Among the many story strands we find Swank having a hard time as the person in charge of the descending giant ball that marks the beginning of the New Year, being saved by Elizondo as a daffy electrician. Heigl rekindles her romance with Bon Jovi, Pfeiffer is given the time of her previously mouse-like life by messenger Efron, teenager Breslin feuds with over-protective mother Parker, Kutcher (playing a character appropriately called ‘Randy”) finds love in a stalled elevator and De Niro (equipped with his personal make-up artist and hair stylist) makes the Fockers seem hard-edged with possibly his worst, most-self-indulgent performance as a man dying of cancer. And, for good measure, two pregnant women battle for a $25,000 prize for being the first to give birth in the New Year.

Product placement is endemic but you have to admire Warner Bros: the last shot on Times Square displays a huge poster for their upcoming aspirant blockbuster “Sherlock Holmes: A Game of Shadows’.

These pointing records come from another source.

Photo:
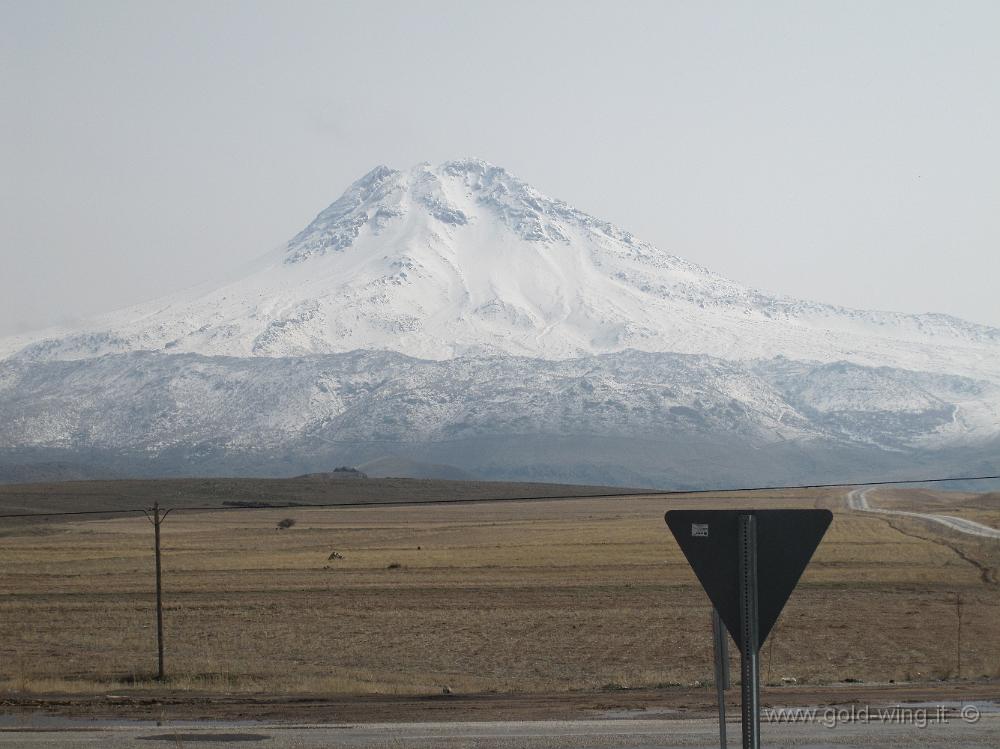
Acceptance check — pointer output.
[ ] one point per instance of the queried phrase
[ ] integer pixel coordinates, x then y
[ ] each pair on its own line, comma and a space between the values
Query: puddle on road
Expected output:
206, 737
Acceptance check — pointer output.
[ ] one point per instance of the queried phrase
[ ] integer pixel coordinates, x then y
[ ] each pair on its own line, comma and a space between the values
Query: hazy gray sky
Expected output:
846, 151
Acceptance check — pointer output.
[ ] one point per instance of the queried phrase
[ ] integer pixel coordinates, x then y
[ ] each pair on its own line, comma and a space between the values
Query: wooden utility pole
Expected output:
156, 517
958, 636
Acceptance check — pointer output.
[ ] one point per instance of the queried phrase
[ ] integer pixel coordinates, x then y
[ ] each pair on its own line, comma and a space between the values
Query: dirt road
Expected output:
857, 499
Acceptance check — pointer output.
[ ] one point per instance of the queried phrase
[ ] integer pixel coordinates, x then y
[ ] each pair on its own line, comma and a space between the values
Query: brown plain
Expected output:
527, 597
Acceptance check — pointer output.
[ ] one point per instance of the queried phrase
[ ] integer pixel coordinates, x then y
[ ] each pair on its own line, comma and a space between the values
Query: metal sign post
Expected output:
749, 666
748, 561
721, 650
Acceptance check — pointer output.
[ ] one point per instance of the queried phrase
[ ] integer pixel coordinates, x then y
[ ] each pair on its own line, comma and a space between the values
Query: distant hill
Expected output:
396, 466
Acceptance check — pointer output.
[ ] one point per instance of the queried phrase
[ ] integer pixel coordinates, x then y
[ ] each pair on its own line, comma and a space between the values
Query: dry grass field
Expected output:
510, 598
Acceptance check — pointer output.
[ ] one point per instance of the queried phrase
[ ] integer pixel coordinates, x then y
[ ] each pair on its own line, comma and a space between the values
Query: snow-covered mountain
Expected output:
505, 319
465, 259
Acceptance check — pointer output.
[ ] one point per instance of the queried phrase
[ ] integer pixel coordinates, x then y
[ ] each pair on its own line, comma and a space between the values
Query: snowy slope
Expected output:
464, 259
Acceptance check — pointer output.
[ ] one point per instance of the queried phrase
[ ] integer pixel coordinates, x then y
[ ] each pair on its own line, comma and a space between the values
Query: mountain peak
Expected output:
462, 257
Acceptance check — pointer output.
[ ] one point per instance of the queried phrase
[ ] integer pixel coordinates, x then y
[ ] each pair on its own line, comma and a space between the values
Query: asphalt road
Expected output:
31, 731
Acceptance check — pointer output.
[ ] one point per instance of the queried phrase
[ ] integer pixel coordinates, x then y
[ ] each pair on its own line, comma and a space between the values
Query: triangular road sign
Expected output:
786, 540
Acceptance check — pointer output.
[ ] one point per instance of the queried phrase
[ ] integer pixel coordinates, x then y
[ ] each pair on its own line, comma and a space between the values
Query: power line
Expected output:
484, 500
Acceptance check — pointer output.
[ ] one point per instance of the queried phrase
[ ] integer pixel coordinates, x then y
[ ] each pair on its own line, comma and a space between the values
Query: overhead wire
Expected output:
494, 500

Nobody should claim ‘New Year’s Eve’ is anything more than a slick, glossy and easy-to-forget star-led romcom spattered with guest stars including John Belushi, Matthew Broderick and Larry Miller. It’s not ‘Art’ as we know it, Jim, but it is the kind of well-made Hollywood movie that should satisfy its particular (and large) demographic.

PS Rating is for moviegoers, not cineastes!

Alan Frank

USA 2011. UK Distributor: Warner Bros.. Technicolor.
118 minutes. Not widescreen. UK certificate: 12A.

Guidance ratings (out of 3): Sex/nudity 0, Violence/Horror 0, Drugs 0, Swearing 1.